It can be further concluded from Fig. 2 that whether the blends contained the compatibilizer or not, the HDTs of the blends were between those of the neat HDPE and neat PC and higher than the HDT predicted by the additivity rule over the entire composition range. This was a very interesting result. Favis et al. (5) explained a similar phenomenon from tensile modulus testing of the PP/PC blends. The effect might result from the thermal history of the blends. The matrix would shrink more than the dispersed phase did since the coefficient of thermal expansion of the HDPE was higher than that of the PC. As it cooled from processing temperature to room temperature, the matrix tightly embedded the dispersed phase PC and caused macromolecular chains to orient partially around the PC particles. This effect was of much benefit in increasing the stiffness and heat resistance of the blends.

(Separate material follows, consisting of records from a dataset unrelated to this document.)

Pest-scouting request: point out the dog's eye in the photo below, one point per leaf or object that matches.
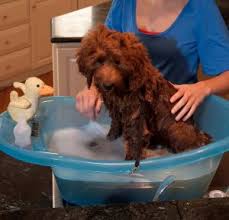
(100, 61)
(117, 62)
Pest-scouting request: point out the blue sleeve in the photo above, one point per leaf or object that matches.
(114, 17)
(213, 39)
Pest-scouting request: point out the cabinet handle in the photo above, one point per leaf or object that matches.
(7, 42)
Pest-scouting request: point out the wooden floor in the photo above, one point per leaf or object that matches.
(5, 93)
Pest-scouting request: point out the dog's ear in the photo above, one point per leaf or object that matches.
(82, 65)
(137, 59)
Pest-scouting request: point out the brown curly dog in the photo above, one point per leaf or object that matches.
(135, 94)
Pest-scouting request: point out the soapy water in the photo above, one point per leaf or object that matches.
(88, 141)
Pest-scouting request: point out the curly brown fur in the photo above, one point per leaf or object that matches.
(135, 93)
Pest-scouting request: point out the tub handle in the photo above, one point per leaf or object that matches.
(163, 186)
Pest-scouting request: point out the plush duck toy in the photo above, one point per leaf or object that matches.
(25, 106)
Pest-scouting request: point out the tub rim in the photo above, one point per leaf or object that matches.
(45, 158)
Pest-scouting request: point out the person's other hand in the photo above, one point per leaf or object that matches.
(89, 102)
(188, 97)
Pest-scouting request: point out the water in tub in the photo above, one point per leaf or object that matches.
(89, 141)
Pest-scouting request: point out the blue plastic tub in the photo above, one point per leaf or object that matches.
(89, 182)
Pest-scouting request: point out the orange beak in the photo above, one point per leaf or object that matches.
(46, 90)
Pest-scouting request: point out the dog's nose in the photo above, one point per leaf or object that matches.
(107, 87)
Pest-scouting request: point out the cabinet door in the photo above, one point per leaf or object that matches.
(41, 13)
(86, 3)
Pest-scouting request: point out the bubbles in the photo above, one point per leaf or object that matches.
(88, 141)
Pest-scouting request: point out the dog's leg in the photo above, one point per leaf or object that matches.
(137, 137)
(116, 128)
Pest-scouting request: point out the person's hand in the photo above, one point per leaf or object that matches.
(89, 102)
(188, 98)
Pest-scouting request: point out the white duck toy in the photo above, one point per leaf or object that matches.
(25, 106)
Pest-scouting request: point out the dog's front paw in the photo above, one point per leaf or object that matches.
(129, 157)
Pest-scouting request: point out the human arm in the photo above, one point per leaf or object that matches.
(189, 97)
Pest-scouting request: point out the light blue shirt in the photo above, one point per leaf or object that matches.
(198, 35)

Figures 3 and 4 show the results obtained from tensile and impact tests, respectively. It was found that the tensile strength of the blends with or without the compatibilizer increased substantially with an increase of PC content over the entire composition range. Furthermore, the tensile strength of the compatibilized blends was always higher than that of the noncompatibilized ones for the same blend [ILLUSTRATION FOR FIGURE 3 OMITTED]. As shown in Fig. 4, when the blends contained 10 wt% of PC, there was an abrupt change in notched impact strength, and when PC content exceeded 10 wt%, the impact strength decreased slightly. This result was amazing; it could be explained by the toughening mechanism of rigid organic filler (ROF) (11). When the PC phase, as rigid particles was dispersed in the ductile matrix HDPE, owing to their different thermal expansion coefficients, PC droplets were embedded tightly in HDPE. When external force was applied to the specimens, a large amount of energy absorption occurred, which resulted from the large elongation (cold drawing) caused by tensile stress under the influence of the compressive pressure acting on the dispersed PC particles and HDPE matrix. When the PC content was above 10 wt%, it was difficult for the PC to disperse in the HDPE matrix. Therefore, the decrease in impact strength resulting from too-large PC particles in the blends balanced or even exceeded the increase produced by cold drawing, which resulted in reducing the impact strength of the blends at high PC concentrations.

Crystallizing Behavior

The data listed in Table 1 show a decrease in both melting point and crystallinity. of HDPE in the blends and a further decrease in the presence of the compatibilizer, which indicates that HDPE/PC blends with LDPE-g-DBAE as a compatibilizer are at least partially compatible.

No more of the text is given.